Quando se escavam tanques de salga, é comum encontrar, no fundo, um sedimento amarelado e leve que é uma camada de restos de peixe composta por milhares de pequenas vértebras. Estudos ictiológicos demonstraram que se trata de restos de sardinha, o peixe preferencial dos produtos de peixe romanos da Lusitânia.

 

Nas escavações de 2019 apareceram muitos fragmentos de mosaico preto e branco

Ao escavar o enchimento de grandes tanques de uma oficina de salga, percebeu-se que tinham sido entulhados com muita pedra, tijolo e argamassa, aparentemente de casas construídas no século II ou III. Nesses entulhos, recolheram-se também muitos fragmentos de mosaico e de estuque pintado, provenientes dos pavimentos e paredes de salas de casas de pessoas abastadas.

 

Desde 2010, já se fizeram trabalhos de conservação em 10 edifícios das Ruínas Romanas de Tróia

Desde 2010 que se têm feito regularmente trabalhos de conservação em 10 edifícios das Ruínas Romanas de Tróia. A empresa Mural da História fez a conservação e restauro de quatro paredes e um pilar da Basílica, enquanto que a empresa Nova Conservação tem feito inúmeras intervenções de consolidação e restauro em nove outros edifícios do sítio arqueológico (Oficina de salga 1, 2, 4 e 21, Mausoléu, Basílica, duas casas da Rua da Princesa, Termas e Edifício a Nordeste da Oficina 2).

 

A área das Ruínas de Tróia conhecida como Rua da Princesa foi escavada, no século XVIII, pela rainha D. Maria I, antes de subir ao trono

A escavação prosseguiu no século XIX com a Sociedade Arqueológica Lusitana.
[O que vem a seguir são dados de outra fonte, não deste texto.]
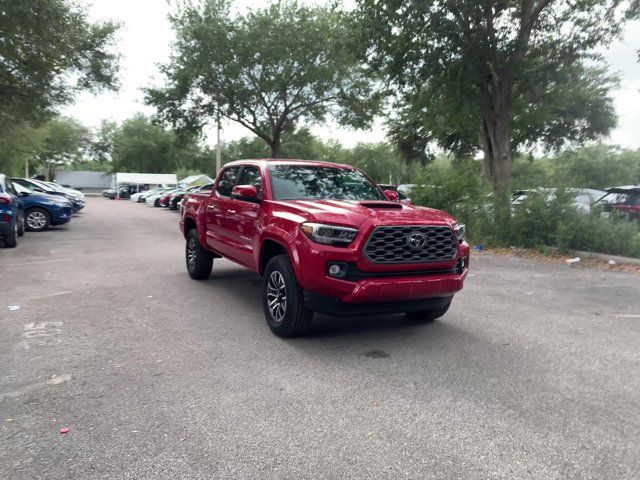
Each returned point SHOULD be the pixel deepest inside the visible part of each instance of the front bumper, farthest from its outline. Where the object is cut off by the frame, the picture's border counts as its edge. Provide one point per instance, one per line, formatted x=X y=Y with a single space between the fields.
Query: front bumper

A grande casa que aí existia foi-se desmoronando durante a escavação, feita à época sem cuidado, e houve paredes que ficaram descalças de um lado e a sofrer a pressão das dunas. Recentemente foi necessário refazer o perfil de uma duma para sustentar paredes em risco de colapso. Utilizaram-se cerca de 1000 m3 de areia resultante de escavações recentes.